AGC and AIA Issue Executive Summary of Sustainability and Risk Summit
AGC of America and the American Institute of Architects (AIA) have just released an executive summary of the industry summit on sustainability and risk the organizations jointly held earlier this year. Initiated from a discussion by the AIA-AGC Joint Committee, the summit brought together representatives from various industry stakeholder groups to explore the rapidly shifting legal landscape in the building industry. Key themes for the day were collaboration, education, practice transformation, accountability and metrics. The executive summary is available here.
As previously reported, the April 25, 2011 summit was organized around presentations to provide an overview of sustainable building trends, green building costs and litigation; as well as panel discussions to ascertain the major questions and concerns of professional liability insurers and sureties and the future impacts of green codes, standards and rating systems on the building industries. A list of presenters and panel participants can be found in the executive summary.
Some of the key points raised by the presenters and participants include—
- As the green building market continues to grow and become part of mainstream practice, three main categories of legal cases are starting to emerge: materials and techniques, regulatory compliance and those related to certification under rating systems. Many of these disputes are being resolved out of court; therefore it is difficult to gauge the full extent of these cases.
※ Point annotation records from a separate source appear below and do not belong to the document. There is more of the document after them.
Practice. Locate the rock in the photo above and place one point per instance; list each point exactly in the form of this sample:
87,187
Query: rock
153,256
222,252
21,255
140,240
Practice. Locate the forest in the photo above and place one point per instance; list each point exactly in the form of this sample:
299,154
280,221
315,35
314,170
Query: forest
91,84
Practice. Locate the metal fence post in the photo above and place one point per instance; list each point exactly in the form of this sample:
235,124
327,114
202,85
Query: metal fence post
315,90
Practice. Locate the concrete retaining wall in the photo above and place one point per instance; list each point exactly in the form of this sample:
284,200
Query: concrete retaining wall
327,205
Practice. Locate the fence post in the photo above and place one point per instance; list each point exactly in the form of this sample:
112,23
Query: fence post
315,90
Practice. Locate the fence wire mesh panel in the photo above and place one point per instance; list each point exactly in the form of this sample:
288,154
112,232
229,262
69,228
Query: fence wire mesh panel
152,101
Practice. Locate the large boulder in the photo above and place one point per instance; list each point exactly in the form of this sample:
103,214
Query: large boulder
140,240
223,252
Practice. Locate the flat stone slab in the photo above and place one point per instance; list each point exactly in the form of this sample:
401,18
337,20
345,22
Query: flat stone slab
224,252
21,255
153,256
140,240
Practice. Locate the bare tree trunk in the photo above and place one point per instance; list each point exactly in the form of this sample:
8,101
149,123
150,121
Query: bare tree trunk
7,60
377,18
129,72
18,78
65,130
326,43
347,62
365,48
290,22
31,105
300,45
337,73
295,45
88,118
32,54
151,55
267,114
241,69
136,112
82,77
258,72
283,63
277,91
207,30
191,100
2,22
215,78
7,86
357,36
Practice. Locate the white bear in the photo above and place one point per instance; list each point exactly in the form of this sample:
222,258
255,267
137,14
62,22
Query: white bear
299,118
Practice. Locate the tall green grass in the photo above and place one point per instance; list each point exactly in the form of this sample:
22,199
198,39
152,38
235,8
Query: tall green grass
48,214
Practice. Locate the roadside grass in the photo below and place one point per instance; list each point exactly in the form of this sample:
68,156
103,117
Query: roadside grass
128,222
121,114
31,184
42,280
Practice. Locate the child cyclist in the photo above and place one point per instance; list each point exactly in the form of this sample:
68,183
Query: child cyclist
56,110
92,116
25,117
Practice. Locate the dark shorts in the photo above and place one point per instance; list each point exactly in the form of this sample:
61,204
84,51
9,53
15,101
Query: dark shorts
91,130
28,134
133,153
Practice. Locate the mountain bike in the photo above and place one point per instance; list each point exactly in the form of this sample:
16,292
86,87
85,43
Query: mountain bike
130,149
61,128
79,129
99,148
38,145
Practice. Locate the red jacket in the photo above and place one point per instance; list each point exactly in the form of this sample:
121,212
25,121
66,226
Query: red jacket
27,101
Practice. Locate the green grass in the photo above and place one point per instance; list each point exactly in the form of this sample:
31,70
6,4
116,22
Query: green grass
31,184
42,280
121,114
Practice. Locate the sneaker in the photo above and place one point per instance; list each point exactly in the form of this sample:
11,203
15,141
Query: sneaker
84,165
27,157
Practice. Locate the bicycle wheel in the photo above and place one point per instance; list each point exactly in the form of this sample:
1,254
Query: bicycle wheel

- Additional risks include: Ever evolving technology that introduces new, untested materials and methods. Tying a projected or anticipated level of building or systems performance to design (and construction) without understanding or accounting for the impacts that operations and maintenance and tenant behavior have on the building’s ultimate performance. The question remains to be answered whether industry is ready for outcome-based codes. “Is the science really tested enough to prescribe outcomes?”
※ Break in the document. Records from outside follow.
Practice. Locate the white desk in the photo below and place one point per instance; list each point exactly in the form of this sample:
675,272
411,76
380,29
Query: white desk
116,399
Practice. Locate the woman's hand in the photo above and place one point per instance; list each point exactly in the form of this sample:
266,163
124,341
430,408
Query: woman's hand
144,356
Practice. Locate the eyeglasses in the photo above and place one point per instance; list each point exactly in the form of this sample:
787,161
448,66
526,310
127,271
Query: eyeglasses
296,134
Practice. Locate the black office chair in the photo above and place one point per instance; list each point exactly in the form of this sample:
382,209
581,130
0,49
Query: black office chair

- Sureties are beginning to understand green requirements and are addressing associated risks in a manner consistent with how surety bonds have been typically underwritten. The surety should contemplate: “What are the additional risks, who is responsible for those additional risks and how are those risks being addressed?”
- New model and “home-grown” green codes will change the future landscape of green and introduce new challenges. Of pressing concern as codes are adopted and enforced is the education of code officials. In addition, whereas many design, engineering and construction professionals are familiar with the voluntary green building rating systems, two challenges will likely surface as green codes become standard. First, implementation and adoption of codes likely will be sporadic and variable across the country; therefore, firms that work in multiple areas will need to learn the differing “versions” of the codes as adopted. Secondly, mandatory green requirements will impact a broader segment of building professionals that were not early adopters of green or part of the early majority.
Additional issues discussed related to changes to the standard of care, compensation, owner education and the impact of executive orders and federal mandates. The executive summary is available here.